Genesis Rabbah Lehnwörter

Untersuchung des vorwiegend griechischen Lehnwortschatzes im Midrasch Genesis Rabbah, geschrieben in Hebräisch und Aramäisch

Dieses digitale Wörterbuch eignet sich als ein effizientes Werkzeug für weitere kulturelle und sprachwissenschaftliche Studien, nicht nur im Bereich Rabbinischen Studien, sondern auch, um die Erforschung der Interaktion zwischen der jüdischen Tradition und anderen Kulturen in den griechisch-römischen Welten der Spätantike zu fördern.

Das Ziel dieses Projekts besteht in der Erstellung eines digitalen Wörterbuchs im TEI-Format (unter Verwendung des VLE-Tools) und der Annotation der Lehnwörter im Korpus zur Untersuchung von Fragen der Sozio- und Korpuslinguistik.

Genesis Rabbah (GenR) ist der erste rabbinische Kommentar zum Buch Genesis. Es wurde im 5. Jh. n. Chr. im römischen Palästina erstellt. GenR ist ein exegetischer Midrasch (eine Auslegung religiöser Texte im rabbinischen Judentum).
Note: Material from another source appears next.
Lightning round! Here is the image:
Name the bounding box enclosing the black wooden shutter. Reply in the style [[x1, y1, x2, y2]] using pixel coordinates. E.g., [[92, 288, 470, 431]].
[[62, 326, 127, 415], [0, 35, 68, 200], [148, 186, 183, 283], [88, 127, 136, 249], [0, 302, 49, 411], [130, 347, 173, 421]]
Es enthält kurze Erklärungen zu Wörtern und Sätzen, oft auf Aramäisch, aber auch sehr diffizile und subtile (narrative) Erklärungen und Interpretationen des biblischen Textes.
GenR zeigt das rabbinisch-jüdische Weltbild und zeichnet zahlreiche rabbinisch, theologische Konzepte (wie beispielsweise die Schöpfung, Israel und die Nationen, etc.). Viele Verweise auf nicht-jüdische philosophische Gedanken und Literatur werden auf nicht explizite Weise gemacht. GenR ist reich an Fremdwörtern, insbesondere aus dem Griechischen, deren Untersuchung das Hauptziel des Projekts sein wird.
Griechische Lehnwörter, die sich aus über 2000 Artikeln zusammensetzen, die aus verschiedenen Dialekten stammen, bilden die größte Gruppe nicht-einheimischer Wörter nicht nur in GenR, sondern auch in der Gesamtheit des hebräischen / aramäischen Lexikons. Die Transliterationen griechischer Wörter in der rabbinischen Literatur, zeigen sowohl Beweise für den kulturellen und sprachlichen Kontakt zwischen Hebräisch / Aramäisch und Griechisch, als auch einen wichtigen sekundären Beweis für ein hellenistisches Griechisch.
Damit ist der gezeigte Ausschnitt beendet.